Bartholomew of San Concordio (c. 1260 at San Concordio, near Pisa - 11 June 1347 at Pisa) was an Italian Dominican canonist and man of letters. He was the author of the Summa de casibus conscientiae (1338) and of the Ammaestramenti degli antichi.

==Life==
Bartholomew entered the Dominican Order in 1277, studied at Pisa, Bologna, and Paris, and taught at Lucca, Florence, and Pisa. He was appointed lector at the studium particularis theologiae at Santa Maria sopra Minerva in 1299, which has sprung from the studium provinciale at Santa Sabina in 1288, and which was the forerunner to the College of Saint Thomas at the Minerva convent, and the Pontifical University of Saint Thomas Aquinas, Angelicum.
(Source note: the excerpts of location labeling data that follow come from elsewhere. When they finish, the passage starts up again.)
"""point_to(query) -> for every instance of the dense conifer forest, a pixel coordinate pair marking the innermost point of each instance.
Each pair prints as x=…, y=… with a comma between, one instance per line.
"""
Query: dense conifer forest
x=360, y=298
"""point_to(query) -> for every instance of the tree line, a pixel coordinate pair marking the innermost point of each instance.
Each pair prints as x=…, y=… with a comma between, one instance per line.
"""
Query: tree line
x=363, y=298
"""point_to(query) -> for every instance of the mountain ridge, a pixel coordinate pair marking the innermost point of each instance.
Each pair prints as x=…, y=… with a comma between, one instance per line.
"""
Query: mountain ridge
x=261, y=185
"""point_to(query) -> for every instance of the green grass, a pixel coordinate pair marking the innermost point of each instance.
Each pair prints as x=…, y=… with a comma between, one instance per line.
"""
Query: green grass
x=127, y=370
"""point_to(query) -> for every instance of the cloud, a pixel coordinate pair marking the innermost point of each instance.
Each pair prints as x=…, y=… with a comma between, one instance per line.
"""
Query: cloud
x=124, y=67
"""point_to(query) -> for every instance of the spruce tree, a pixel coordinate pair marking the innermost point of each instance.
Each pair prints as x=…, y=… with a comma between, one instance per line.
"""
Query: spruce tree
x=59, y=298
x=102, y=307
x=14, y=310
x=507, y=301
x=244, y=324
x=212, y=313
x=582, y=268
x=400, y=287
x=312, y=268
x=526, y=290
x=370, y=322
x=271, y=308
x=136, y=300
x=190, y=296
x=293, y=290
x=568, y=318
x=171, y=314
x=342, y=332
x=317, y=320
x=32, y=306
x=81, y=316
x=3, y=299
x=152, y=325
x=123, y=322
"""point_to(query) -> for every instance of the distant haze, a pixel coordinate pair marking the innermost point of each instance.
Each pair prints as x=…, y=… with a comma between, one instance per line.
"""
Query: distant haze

A preacher of renown, Bartolomeo was as learned as he was devout, as skilled in Latin and Tuscan poetry as he was versed in canon and civil law. He is variously called "Pisana", "Pisanella", "Bartholomaea", and "Magistruccia".

==Works==
His fame rests chiefly on his alphabetically arranged "Summa de Casibus Conscientiae". The basis of this work was a "Summa Confessorum" by John Rumsik, O. P., Lector of Freiburg (d. 1314). Bartholomew arranged Rumsik's topic in alphabetical order, and added material on canon law.

Bartholomew's treatise was clear and concise, and it conformed to the newer laws and canons of his time. Evidently a highly useful digest, it was very popular and much used during the fourteenth and fifteenth centuries, and was among the first books undertaken by some of the earliest printers of Germany, France, and Italy. Nicholas of Osimo, O.M., added a supplement in 1444, which also appeared in many editions. Others likewise incorporated the work in later handbooks, notably James of Ascoli, O. M., 1464, and Ange de Clavasio, O.M., in his "Summa Angelica".

Apart from several MSS. on moral and literary subjects, his works include "De documentis antiquorum", edited by Albertus Clarius, O. P. (Tarvisi, 1601) in 8 vo. The same treatise in the vernacular, "Ammaestramenti degli antichi" (Florence, 1662), came to be regarded as a Tuscan classic.